Страница 4 из 37
Пока я размышлял о моем кусте шиповника и смотрел с восхищением на верхнюю его половину, что алела, не тронутая ни одним сборщиком, я увидел, как, лавируя среди владельцев стереофонических „хитачей“, прошло человек десять с деревянными крючьями, отполированными долгой службой. Некоторые несли в руках корзины, закрытые сверху кусками материи, другие закинули за спину большие мешки. Это были настоящие, профессиональные сборщики дикорастущих плодов. Они еще издали углядели яркие, налитые соком ягоды, венчающие большой куст шиповника, и теперь напоминали мне верблюдов, которые после долгого перехода через пустыню увидели наконец своими выпуклыми меланхолическими глазами оазис, и хотя их выпуклые меланхолические глаза не выдают ни малейшего волнения, можно заметить, как верблюды ускоряют шаг. Таким же образом ускоряли шаг и сборщики, особенно выделялся своей энергией низкорослый человек в рваной зеленой фуфайке. Не знаю, была ли на его фуфайке хоть одна петля, не задетая колючкой или шипом — боярышника ли, шиповника или ежевики. Волосы у него были встрепанные и торчали во все стороны, напоминая в какой-то степени его же растерзанную фуфайку. В одной руке он держал короткий крюк, которым он размахивал, показывая что-то остальным, и то забегал вперед, то как-то боком возвращался к основной группе. Когда сборщики шиповника подошли к кусту и стали его оглядывать, прикидывая, с какой стороны удобней напасть на него и обобрать, к ним подошли и владельцы стереофонических аппаратов. Одни из них сменили кассеты, другие усилили звук, и музыка, смешанная с человеческим говором, затопив всю Бабу Ягу, докатилась до самой резиденции — тихого здания, одиноко белеющего внизу. Это и были те самые многоопытные сборщики, что проносятся по природе, словно смерч, не пропуская ни деревца, ни кустика, так что у природы уже не осталось ни одной крепости, которая не пала бы перед их натиском.

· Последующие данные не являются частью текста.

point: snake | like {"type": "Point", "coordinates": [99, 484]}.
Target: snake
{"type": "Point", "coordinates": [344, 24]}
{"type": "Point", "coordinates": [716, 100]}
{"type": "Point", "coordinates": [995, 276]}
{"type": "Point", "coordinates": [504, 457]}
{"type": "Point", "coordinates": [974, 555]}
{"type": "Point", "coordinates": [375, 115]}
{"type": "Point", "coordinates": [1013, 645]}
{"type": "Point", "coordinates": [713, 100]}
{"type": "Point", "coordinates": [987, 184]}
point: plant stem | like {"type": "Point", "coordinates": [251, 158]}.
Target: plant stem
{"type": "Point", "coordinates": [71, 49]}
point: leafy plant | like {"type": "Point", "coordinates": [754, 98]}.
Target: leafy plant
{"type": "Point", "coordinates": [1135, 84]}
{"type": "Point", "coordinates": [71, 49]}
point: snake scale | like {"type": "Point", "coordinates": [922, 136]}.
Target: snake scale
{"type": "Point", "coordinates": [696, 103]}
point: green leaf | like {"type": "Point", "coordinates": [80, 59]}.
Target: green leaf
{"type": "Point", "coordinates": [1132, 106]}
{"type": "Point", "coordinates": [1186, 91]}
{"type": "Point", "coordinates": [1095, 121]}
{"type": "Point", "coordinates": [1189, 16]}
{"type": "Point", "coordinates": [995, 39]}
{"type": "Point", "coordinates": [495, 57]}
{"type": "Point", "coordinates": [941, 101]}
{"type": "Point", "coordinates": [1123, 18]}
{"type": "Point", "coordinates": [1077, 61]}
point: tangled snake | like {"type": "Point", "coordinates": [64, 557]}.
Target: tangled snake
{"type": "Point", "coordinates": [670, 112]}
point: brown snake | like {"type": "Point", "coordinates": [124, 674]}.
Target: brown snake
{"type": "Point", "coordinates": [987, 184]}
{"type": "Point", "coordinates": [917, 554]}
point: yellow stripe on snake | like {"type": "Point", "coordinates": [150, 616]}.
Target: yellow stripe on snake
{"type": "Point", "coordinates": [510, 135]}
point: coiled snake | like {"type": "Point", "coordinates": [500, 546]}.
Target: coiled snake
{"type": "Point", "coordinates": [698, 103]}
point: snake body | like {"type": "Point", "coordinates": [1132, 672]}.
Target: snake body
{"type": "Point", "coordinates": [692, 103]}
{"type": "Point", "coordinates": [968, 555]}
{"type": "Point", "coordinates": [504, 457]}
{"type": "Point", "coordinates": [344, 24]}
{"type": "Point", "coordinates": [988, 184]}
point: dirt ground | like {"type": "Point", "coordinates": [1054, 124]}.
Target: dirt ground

Сборщики оглядели куст и небрежно атаковали его с верхней стороны. Баба Яга спускалась здесь к югу, к резиденции. Сборщики полагали, что с верхней стороны им легче будет захватить куст, разодрать его крючьями, и каждому подтащить к себе свою часть. Судя по их возгласам, они уже были под парами. По двум соседним дорожкам прошли женщины, распространяя вокруг себя прилипчивый аромат „Может быть“, сборщики зацепились за них взглядами, точно колючки, и попытались было перекричать магнитофоны, но у них ничего не вышло… Атака с верхнего края куста не дала результатов, тогда они разделились на две группы, одна группа перешла к нижней и более низкой стороне куста, и все снова, закидывая крючья, стали тянуть его к себе.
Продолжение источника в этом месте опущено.